In the current turbulent economic climate people are finding that the values of their assets from their homes to their investment portfolios to their retirement accounts are declining substantially. Such decline of value has implications for those who are seeking to engage in Medicaid asset preservation planning.
In Maryland, the Medicaid authorities consider the assessed value of real property for property tax purposes to be the fair market value of such property. This assumption is used, for example, to determine whether a house is transferred to a family member for less than full value. Hence, if a parent conveys a house with an assessed value of $400,000 to her son or daughter, and the child pays the parent only $200,000 for the property, then Maryland considers the transfer to be a gift of $200,000 from parent to child and penalizes the parent with Medicaid ineligibility. Remember, an individual will be ineligible for Maryland Medicaid one month for each $4,300 given away. Hence, such $200,000 gift gives rise to more than 46 months of Medicaid ineligibility. Such period of ineligibility would be longer if the child pays nothing for the property.
Concern arises in a falling real estate market where a house assessed at $400,000 will only fetch $380,000 when sold to an unrelated third party buyer in an arms-length transaction. Clients have been asking me: Will the state consider that I have given away $20,000 when I sell my house?
The problem is compounded in a situation where a realtor has determined that such house will sell for only $380,000, and the house is listed on the open market at that price. After many months of attracting no full price bids, the child of the seller decides to buy it at the offering price, a price that is in line with comparable houses that have recently sold in the neighborhood. Even though by all standard business measures this price would be considered fair market value, the question again arises: Would the state consider that the seller made a $20,000 gift when selling the property?

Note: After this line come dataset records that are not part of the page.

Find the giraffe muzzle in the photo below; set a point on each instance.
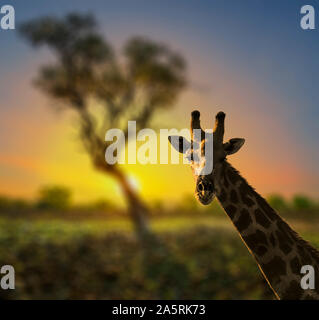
(204, 191)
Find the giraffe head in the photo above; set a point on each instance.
(206, 152)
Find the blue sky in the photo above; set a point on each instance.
(250, 58)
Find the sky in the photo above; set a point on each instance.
(248, 58)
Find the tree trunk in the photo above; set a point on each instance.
(137, 209)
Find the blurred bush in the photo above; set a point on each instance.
(88, 266)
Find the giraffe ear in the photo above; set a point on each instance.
(179, 143)
(233, 145)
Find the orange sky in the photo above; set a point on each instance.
(262, 103)
(41, 146)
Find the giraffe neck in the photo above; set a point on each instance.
(279, 251)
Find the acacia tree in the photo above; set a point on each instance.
(104, 89)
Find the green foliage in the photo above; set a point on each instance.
(302, 202)
(54, 198)
(278, 202)
(90, 266)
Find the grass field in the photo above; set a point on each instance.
(101, 259)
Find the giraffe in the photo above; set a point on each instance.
(278, 250)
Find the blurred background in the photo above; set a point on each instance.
(74, 227)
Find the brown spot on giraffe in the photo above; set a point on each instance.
(245, 193)
(233, 196)
(243, 221)
(261, 218)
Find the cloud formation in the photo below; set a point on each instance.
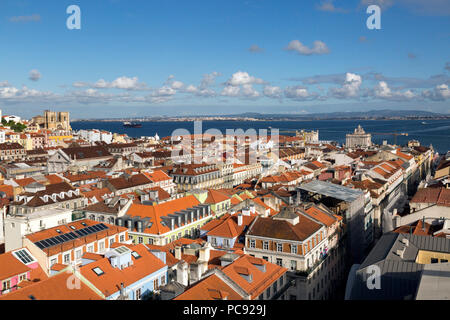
(255, 49)
(30, 18)
(318, 47)
(35, 75)
(328, 6)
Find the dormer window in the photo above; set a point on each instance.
(135, 255)
(294, 249)
(98, 271)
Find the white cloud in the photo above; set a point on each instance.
(383, 91)
(125, 83)
(439, 93)
(299, 93)
(383, 4)
(272, 92)
(177, 85)
(230, 91)
(350, 88)
(80, 84)
(255, 49)
(31, 18)
(242, 78)
(209, 79)
(329, 7)
(249, 92)
(319, 47)
(35, 75)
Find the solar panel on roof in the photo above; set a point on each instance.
(24, 256)
(96, 227)
(72, 235)
(65, 237)
(52, 241)
(39, 245)
(57, 239)
(84, 232)
(46, 243)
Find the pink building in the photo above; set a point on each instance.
(15, 267)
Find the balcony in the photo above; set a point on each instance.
(308, 271)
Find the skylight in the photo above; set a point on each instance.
(98, 271)
(24, 256)
(122, 250)
(135, 255)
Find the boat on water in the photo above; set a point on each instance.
(129, 124)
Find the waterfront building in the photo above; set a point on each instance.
(359, 138)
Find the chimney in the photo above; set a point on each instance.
(182, 273)
(178, 252)
(240, 219)
(205, 252)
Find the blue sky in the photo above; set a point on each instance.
(165, 57)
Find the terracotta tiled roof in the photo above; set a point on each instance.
(209, 288)
(281, 229)
(109, 282)
(260, 280)
(440, 196)
(11, 266)
(53, 288)
(215, 196)
(155, 212)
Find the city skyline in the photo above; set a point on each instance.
(217, 58)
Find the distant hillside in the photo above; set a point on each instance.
(346, 115)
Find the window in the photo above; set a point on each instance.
(268, 292)
(138, 294)
(98, 271)
(6, 285)
(294, 249)
(135, 254)
(293, 265)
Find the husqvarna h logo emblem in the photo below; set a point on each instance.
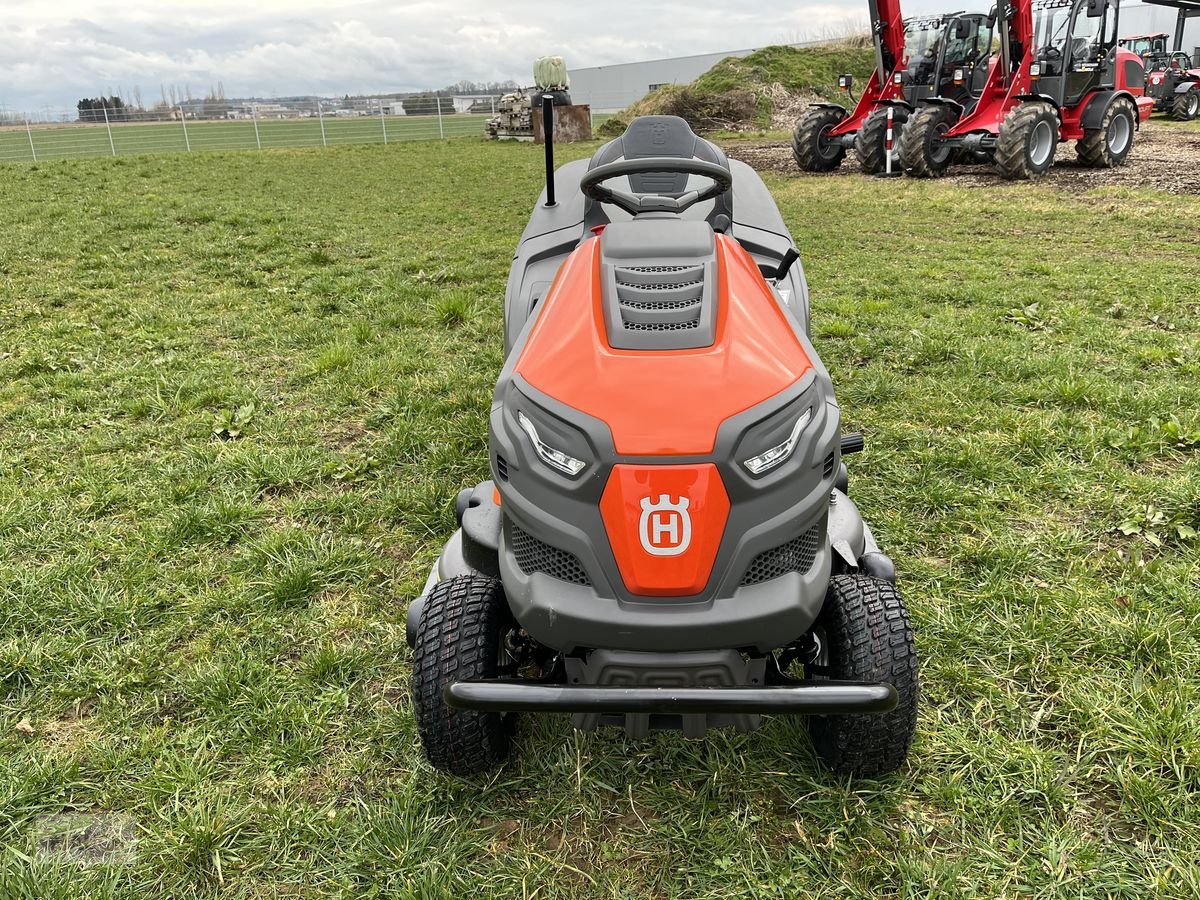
(665, 526)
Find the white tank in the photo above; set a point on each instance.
(550, 73)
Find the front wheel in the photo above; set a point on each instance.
(460, 639)
(1029, 139)
(813, 147)
(923, 148)
(1108, 147)
(1186, 107)
(868, 639)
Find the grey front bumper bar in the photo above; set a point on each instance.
(820, 699)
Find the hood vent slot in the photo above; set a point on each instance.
(660, 298)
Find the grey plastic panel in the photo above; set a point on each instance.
(658, 280)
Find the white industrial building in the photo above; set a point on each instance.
(607, 89)
(1146, 19)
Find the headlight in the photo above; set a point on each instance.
(555, 459)
(777, 455)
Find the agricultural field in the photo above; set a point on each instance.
(240, 391)
(60, 142)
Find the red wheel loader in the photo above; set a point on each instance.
(1173, 81)
(1060, 76)
(916, 58)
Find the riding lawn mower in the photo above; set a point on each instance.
(667, 540)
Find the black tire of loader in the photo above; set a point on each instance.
(869, 639)
(462, 625)
(808, 148)
(918, 142)
(1095, 149)
(1013, 155)
(871, 143)
(1186, 106)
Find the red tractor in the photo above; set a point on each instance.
(916, 58)
(1171, 81)
(1060, 76)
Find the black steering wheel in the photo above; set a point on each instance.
(635, 204)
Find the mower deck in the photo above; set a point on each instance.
(817, 699)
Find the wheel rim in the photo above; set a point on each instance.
(1042, 144)
(1120, 135)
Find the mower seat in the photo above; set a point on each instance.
(652, 136)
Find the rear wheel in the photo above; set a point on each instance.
(461, 637)
(813, 147)
(923, 148)
(1108, 147)
(1186, 107)
(1029, 139)
(868, 639)
(871, 143)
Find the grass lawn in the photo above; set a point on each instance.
(239, 393)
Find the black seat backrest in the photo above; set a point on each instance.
(652, 136)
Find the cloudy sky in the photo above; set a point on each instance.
(54, 53)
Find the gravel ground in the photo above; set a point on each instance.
(1164, 156)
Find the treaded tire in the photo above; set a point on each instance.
(1186, 107)
(459, 639)
(919, 149)
(811, 153)
(869, 639)
(871, 141)
(1014, 149)
(1096, 148)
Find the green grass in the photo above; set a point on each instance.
(239, 393)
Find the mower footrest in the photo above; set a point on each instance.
(819, 699)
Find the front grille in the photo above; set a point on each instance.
(534, 556)
(660, 298)
(797, 556)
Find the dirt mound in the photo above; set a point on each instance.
(768, 89)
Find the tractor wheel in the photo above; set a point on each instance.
(1108, 147)
(922, 148)
(461, 637)
(868, 639)
(1027, 142)
(871, 143)
(811, 147)
(1186, 106)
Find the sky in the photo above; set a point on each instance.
(59, 51)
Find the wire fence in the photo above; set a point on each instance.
(109, 132)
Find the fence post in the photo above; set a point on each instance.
(109, 126)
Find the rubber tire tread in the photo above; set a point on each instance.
(870, 143)
(459, 640)
(1012, 159)
(915, 139)
(870, 640)
(807, 138)
(1093, 148)
(1182, 108)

These are valid concerns, especially now that any Medicaid ineligibility period for a gift of assets does not begin to run until the seller of the property is out of money, residing in a nursing home, and would otherwise (but for such gift) qualify for Medicaid benefits. In other words, if such transaction is considered to be a gift, the adverse consequences of such transaction will not occur until after the seller is impoverished and resides in a nursing home with no personal assets remaining to pay for her care.
There are ways to deal with this problem, either before or after the transaction has occured. Prudence suggests that seniors whose real property has declined in value seek competent legal counsel before transferring their real property so that the transaction may be structured to avoid possible Medicaid ineligibility in the future.